This talk presents a research and teaching program that advances design as a mode of engineering inquiry. Emerging computational, artificial intelligence, and fabrication tools are integrated directly into design workflows so that human intent, engineering performance, and material constraints can be considered simultaneously. Generative and multi-objective methods enable designers to explore trade-offs among structural efficiency, spatial quality, and environmental impact. Multimodal AI systems interpret sketches, language, and qualitative goals, translating them into alternatives grounded in physics-based analysis. Interactive interfaces connect geometric exploration with real-time performance feedback, reshaping the relationship between creative reasoning and engineering evaluation.
The work extends beyond digital models into physical realization. Robotic assembly, low-carbon concrete geometries, and algorithmic reuse of salvaged materials demonstrate how computational design can operate within real supply chains, new policy landscapes, and evolving construction economics. Across scales from material components to building and urban systems, these projects suggest that responding to the climate crisis is not only a technical challenge but a design opportunity. By integrating human creativity, engineering rigor, and material intelligence, design becomes a means of negotiating the future of the built environment in balance with natural systems.
Bio:
Caitlin Mueller is an Associate Professor at MIT with appointments in Architecture and Civil and Environmental Engineering.

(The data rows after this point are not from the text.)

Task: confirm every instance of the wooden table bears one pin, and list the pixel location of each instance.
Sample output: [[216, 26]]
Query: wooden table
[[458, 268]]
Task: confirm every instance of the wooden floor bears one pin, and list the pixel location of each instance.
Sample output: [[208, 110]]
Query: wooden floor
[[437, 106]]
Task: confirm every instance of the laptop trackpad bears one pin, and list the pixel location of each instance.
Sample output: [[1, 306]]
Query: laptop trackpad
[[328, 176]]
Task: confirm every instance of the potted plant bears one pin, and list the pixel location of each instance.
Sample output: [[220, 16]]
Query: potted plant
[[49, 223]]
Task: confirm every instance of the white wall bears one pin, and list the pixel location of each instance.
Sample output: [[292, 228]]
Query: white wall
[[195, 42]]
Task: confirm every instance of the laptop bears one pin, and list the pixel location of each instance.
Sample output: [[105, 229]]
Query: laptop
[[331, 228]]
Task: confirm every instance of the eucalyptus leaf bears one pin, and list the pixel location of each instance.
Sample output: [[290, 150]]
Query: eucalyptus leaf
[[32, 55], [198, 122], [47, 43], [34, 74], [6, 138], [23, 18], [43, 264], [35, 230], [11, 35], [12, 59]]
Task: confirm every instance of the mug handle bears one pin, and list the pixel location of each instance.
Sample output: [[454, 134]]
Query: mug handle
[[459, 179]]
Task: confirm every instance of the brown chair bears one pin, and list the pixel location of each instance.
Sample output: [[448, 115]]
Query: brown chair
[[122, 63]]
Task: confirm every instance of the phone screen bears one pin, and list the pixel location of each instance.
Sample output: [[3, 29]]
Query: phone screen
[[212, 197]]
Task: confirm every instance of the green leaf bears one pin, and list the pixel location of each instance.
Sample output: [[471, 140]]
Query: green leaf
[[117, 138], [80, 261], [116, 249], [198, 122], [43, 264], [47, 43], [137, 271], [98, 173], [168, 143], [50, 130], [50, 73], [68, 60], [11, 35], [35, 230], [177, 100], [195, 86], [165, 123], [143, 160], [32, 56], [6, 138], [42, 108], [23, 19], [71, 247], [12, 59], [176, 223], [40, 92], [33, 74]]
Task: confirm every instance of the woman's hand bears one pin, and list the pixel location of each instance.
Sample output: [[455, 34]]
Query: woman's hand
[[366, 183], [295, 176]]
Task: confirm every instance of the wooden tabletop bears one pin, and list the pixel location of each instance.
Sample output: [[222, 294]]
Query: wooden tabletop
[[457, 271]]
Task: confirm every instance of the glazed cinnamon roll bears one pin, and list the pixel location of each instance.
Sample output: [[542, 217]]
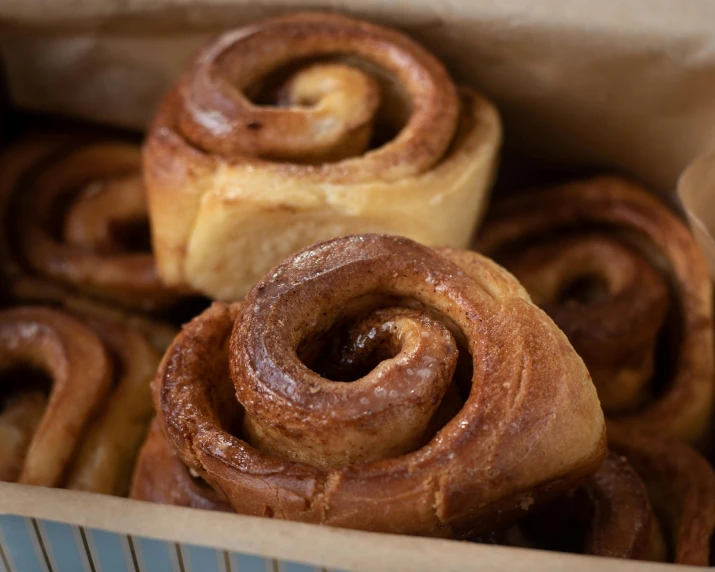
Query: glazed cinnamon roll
[[406, 437], [74, 400], [161, 477], [307, 127], [663, 510], [622, 276], [608, 515], [75, 219]]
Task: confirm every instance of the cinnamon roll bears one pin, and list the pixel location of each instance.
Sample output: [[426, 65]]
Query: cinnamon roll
[[681, 488], [656, 502], [608, 515], [306, 127], [161, 477], [622, 276], [73, 213], [406, 437], [74, 399]]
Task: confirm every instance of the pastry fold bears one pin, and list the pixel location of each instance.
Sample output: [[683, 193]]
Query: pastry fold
[[257, 153], [75, 400], [381, 385], [75, 223], [621, 274]]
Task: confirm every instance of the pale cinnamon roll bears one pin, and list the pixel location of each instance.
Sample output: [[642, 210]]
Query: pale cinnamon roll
[[306, 127], [623, 277], [406, 437], [74, 399], [74, 214]]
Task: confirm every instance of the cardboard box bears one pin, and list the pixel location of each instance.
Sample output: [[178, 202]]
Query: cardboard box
[[618, 85]]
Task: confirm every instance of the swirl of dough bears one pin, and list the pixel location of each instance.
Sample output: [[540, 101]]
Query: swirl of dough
[[623, 277], [75, 219], [306, 127], [83, 432], [402, 438]]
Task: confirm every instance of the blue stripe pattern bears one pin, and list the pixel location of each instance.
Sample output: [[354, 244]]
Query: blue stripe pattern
[[108, 548], [64, 549], [295, 567], [247, 563], [199, 558], [111, 552], [154, 554], [19, 544]]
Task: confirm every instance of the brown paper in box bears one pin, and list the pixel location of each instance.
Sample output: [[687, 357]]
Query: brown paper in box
[[623, 84], [628, 85]]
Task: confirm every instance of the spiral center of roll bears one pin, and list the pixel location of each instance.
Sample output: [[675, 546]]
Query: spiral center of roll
[[583, 289]]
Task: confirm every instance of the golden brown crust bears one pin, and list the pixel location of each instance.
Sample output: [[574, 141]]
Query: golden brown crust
[[78, 364], [221, 169], [65, 214], [622, 521], [608, 515], [681, 487], [105, 458], [505, 449], [161, 477], [87, 433], [632, 250]]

She leads the Digital Structures research group, directs the Building Technology program, and serves as Associate Director of the MIT Climate and Sustainability Consortium. Trained at MIT and Stanford in architecture, structural engineering, computation, and building technology, she joined the MIT faculty in 2014.
Her research advances computational design and digital fabrication methods that integrate engineering performance, material systems, and artificial intelligence to shape innovative, high-performing buildings and structures. Across research and teaching, she develops design approaches that connect structural efficiency, sustainability, and expressive form.
Her work has received major recognition, including the ACADIA Innovative Research Award of Excellence, the ACSA Diversity Achievement Award, seven best paper awards, and Architectural Record’s inaugural Innovator of the Year distinction in 2025. She has published more than 150 peer-reviewed papers, and her research has been realized in built projects including the Sueños con Tierra y Concreto pavilion (Mexico City, 2022), four installations at the 2025 Venice Biennale, and Janet Echelman’s Remembering the Future sculpture at the MIT Museum (2025). She is co-founder of Forma Systems and Pixelframe, startups translating computational and circular structural design research into practice.